This process is extremely dangerous if done improperly. So naturally, the Church of Scientology is very careful about who receives the full briefing. It’s the kind of thing that could permanently damage the psyche of an unprepared mind. Which is why none of this information is provided to Scientologists until after years of mental preparation and training.

Persecution

 Almost overnight, Scientology opened centers across America and England. What had been only a self-help discipline a few years before had suddenly grown into the single most important institution in the history of humankind. Ron alternated between continuing his groundbreaking research into the mind and giving lectures on the subject of Scientology.

            It was soon thereafter that elements of the government began to focus on undermining the Church of Scientology and its founder. Hubbard wrote a letter to the FBI in July 1955 informing them of an IRS plot intended to destroy him. The FBI ignored his plea for help, proving their complicity in the effort. The intimidation and harassment worsened over the next decade, eventually driving LRH to escape the jurisdiction of the United States. And Britain. As well as every other nation on Earth.

            At L. Ron’s direction, the Church of Scientology began assembling a fleet of ships in the late 1960s. Hubbard transferred the church’s files and principal staff members onto the Royal Scotman (later rechristened the Apollo). Then the church’s mobile headquarters put to sea, with its founder at the helm.

            LRH remained at sea for the next few years, thus evading the clutches of the corrupt governments of the world. This is the period Scientology’s enemies like to claim that Hubbard turned into some kind of paranoid Howard Hughes-like recluse. That he was terrified of dentists and doctors and refused to be treated by either. That he became addicted to prescription drugs. That he became capricious and cruel with his crew. That his mind and body both deteriorated to an appalling state. All of which is utter nonsense.

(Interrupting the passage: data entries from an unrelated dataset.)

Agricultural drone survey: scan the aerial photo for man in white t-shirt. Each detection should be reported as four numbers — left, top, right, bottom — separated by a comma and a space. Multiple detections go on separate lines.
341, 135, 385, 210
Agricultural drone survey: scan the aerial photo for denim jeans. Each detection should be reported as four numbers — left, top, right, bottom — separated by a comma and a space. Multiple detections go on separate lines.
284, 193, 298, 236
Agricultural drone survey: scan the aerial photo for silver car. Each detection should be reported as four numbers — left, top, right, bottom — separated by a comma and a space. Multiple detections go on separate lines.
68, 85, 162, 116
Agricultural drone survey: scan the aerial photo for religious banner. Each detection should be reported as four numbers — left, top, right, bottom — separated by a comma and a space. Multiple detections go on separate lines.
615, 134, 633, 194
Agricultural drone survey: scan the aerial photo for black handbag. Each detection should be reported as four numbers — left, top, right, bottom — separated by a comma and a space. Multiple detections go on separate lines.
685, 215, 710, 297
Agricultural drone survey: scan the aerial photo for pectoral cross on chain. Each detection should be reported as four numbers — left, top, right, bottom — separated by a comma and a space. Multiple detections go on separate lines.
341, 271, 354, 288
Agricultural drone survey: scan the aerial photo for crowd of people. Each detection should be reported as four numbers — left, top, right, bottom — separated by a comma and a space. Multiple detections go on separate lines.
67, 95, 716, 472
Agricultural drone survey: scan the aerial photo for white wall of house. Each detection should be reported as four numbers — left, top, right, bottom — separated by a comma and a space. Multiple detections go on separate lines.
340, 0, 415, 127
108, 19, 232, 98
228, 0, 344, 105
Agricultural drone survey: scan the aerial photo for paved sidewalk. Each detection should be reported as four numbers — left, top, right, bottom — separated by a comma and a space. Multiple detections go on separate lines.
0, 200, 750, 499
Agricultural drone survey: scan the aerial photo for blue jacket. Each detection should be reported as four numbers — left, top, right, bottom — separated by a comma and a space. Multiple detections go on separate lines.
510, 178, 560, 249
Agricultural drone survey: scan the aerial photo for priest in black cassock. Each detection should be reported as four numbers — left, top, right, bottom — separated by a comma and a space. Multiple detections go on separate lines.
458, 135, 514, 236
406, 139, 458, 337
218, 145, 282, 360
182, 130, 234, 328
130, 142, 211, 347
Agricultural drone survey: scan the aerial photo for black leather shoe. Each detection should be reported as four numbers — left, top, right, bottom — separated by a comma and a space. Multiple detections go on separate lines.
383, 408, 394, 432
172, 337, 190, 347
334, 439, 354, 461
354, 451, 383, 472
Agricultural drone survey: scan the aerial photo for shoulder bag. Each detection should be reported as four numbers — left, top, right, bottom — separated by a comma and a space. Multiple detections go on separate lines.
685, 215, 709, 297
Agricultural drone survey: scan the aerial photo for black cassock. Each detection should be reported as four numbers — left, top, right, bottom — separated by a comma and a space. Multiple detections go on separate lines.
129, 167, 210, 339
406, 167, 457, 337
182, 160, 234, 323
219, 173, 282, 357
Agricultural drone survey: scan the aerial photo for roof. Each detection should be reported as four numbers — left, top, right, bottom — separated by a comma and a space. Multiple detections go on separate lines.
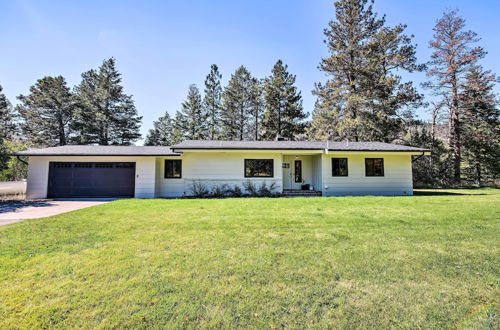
14, 140, 430, 156
171, 140, 430, 152
14, 145, 179, 156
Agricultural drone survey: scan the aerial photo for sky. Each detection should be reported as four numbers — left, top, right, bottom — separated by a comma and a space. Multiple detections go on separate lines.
0, 0, 500, 144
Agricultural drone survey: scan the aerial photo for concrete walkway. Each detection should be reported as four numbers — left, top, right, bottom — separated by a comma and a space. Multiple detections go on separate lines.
0, 200, 110, 226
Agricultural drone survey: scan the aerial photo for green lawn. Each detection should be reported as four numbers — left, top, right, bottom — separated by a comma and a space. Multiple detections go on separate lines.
0, 189, 500, 329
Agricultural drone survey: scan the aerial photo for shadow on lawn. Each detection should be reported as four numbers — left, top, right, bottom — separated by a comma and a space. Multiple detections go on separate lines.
0, 200, 53, 214
413, 190, 487, 196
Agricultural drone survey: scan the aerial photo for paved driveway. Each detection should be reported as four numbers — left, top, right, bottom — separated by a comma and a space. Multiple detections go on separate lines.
0, 181, 26, 196
0, 200, 109, 226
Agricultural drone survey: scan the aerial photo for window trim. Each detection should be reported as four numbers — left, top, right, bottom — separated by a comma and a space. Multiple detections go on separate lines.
243, 158, 274, 178
332, 157, 348, 178
365, 157, 385, 178
163, 159, 182, 179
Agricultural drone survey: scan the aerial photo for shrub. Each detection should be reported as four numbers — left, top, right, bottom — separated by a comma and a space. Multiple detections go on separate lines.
210, 184, 229, 198
191, 181, 209, 198
227, 185, 243, 197
259, 181, 276, 197
243, 180, 259, 197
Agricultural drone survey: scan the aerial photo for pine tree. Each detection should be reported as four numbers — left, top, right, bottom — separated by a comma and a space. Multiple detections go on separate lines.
175, 85, 209, 140
425, 10, 485, 184
172, 111, 186, 145
144, 112, 174, 146
17, 76, 75, 147
221, 66, 262, 140
203, 64, 222, 140
0, 86, 17, 171
72, 58, 142, 145
0, 85, 18, 138
461, 66, 500, 186
308, 0, 423, 142
262, 60, 309, 140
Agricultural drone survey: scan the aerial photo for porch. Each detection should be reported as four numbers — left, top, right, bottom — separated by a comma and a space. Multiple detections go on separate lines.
282, 154, 322, 196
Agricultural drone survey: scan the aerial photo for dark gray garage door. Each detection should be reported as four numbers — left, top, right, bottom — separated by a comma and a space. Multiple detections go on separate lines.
47, 162, 135, 198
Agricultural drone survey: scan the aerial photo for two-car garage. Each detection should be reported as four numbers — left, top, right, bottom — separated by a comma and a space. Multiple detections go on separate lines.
47, 162, 135, 198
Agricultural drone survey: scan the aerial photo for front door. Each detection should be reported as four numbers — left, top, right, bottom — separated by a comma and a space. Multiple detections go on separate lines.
282, 156, 304, 189
282, 156, 293, 189
293, 159, 302, 189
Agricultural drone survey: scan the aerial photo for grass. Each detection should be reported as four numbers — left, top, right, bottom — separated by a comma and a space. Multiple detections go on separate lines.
0, 189, 500, 329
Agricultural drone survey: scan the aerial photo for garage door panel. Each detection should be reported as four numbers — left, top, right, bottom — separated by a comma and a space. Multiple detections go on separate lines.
48, 162, 135, 198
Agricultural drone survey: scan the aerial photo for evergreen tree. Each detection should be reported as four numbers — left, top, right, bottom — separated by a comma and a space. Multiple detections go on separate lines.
172, 111, 186, 145
0, 85, 18, 138
461, 66, 500, 186
203, 64, 222, 140
308, 0, 423, 142
262, 60, 309, 140
144, 112, 174, 146
221, 66, 262, 140
0, 86, 17, 171
72, 58, 142, 145
425, 10, 485, 184
17, 76, 75, 147
175, 85, 209, 140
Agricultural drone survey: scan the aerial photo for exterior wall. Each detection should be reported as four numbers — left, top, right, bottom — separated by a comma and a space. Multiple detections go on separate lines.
26, 156, 156, 199
322, 153, 413, 196
157, 152, 283, 197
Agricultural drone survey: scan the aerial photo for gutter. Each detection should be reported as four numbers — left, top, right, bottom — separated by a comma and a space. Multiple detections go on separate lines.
16, 155, 28, 165
411, 151, 425, 164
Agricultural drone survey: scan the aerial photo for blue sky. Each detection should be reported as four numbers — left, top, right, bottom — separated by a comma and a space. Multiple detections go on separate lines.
0, 0, 500, 143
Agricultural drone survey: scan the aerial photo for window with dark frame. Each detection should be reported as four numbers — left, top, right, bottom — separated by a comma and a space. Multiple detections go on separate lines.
332, 158, 349, 176
365, 158, 384, 176
245, 159, 274, 178
165, 159, 182, 179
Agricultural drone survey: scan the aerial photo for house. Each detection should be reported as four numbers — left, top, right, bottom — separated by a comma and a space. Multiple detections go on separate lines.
16, 140, 430, 198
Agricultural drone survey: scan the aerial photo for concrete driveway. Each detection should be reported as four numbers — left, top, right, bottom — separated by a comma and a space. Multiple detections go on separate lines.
0, 200, 111, 226
0, 181, 26, 196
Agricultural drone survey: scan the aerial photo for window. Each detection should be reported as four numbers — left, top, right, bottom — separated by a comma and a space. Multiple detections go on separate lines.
165, 159, 182, 179
245, 159, 274, 178
365, 158, 384, 176
332, 158, 349, 176
294, 160, 302, 182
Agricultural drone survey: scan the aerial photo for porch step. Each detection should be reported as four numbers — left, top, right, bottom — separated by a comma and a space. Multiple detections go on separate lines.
281, 189, 322, 197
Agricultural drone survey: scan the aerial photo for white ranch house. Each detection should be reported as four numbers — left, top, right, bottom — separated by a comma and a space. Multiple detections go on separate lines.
16, 141, 430, 199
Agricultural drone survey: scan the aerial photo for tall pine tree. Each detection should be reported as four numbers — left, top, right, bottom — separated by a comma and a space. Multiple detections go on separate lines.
425, 10, 485, 184
72, 58, 142, 145
0, 86, 17, 171
308, 0, 423, 142
221, 66, 262, 140
203, 64, 222, 140
262, 60, 309, 140
144, 112, 174, 146
175, 85, 209, 140
461, 66, 500, 186
0, 85, 18, 138
17, 76, 75, 147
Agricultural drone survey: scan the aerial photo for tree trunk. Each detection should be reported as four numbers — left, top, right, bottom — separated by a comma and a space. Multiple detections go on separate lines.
451, 75, 462, 184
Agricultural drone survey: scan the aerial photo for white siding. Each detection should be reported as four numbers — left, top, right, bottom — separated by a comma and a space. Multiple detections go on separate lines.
26, 156, 156, 199
157, 152, 283, 197
322, 153, 413, 196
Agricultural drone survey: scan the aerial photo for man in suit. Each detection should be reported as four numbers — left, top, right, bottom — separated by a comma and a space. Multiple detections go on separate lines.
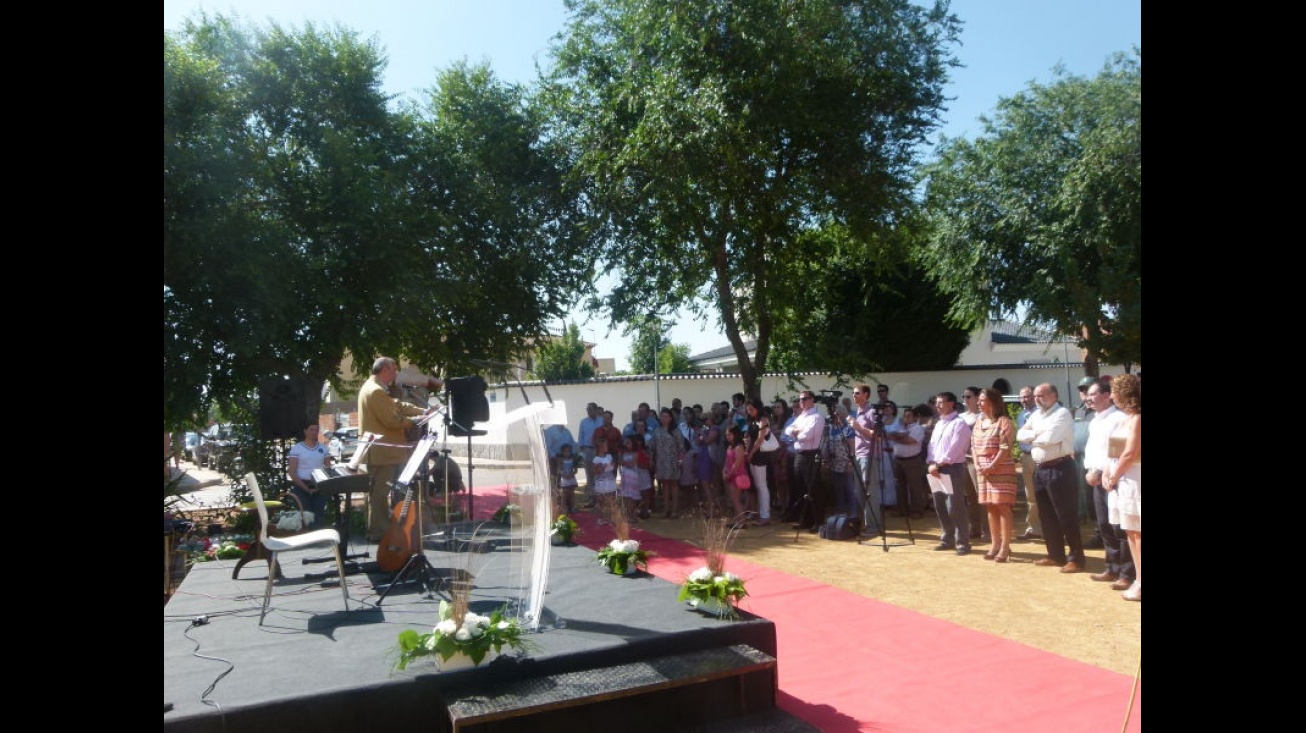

            If Hubbard’s primary concern was in dodging law enforcement, creditors, and process servers, it was simply needless to live at sea for several years. He could have accomplished the same thing by secretly purchasing a huge large tract of land in an out-of-the-way location, and establishing a fortress there under a cover story intended to deflect suspicion. That would have been simpler than spending years on an ocean liner.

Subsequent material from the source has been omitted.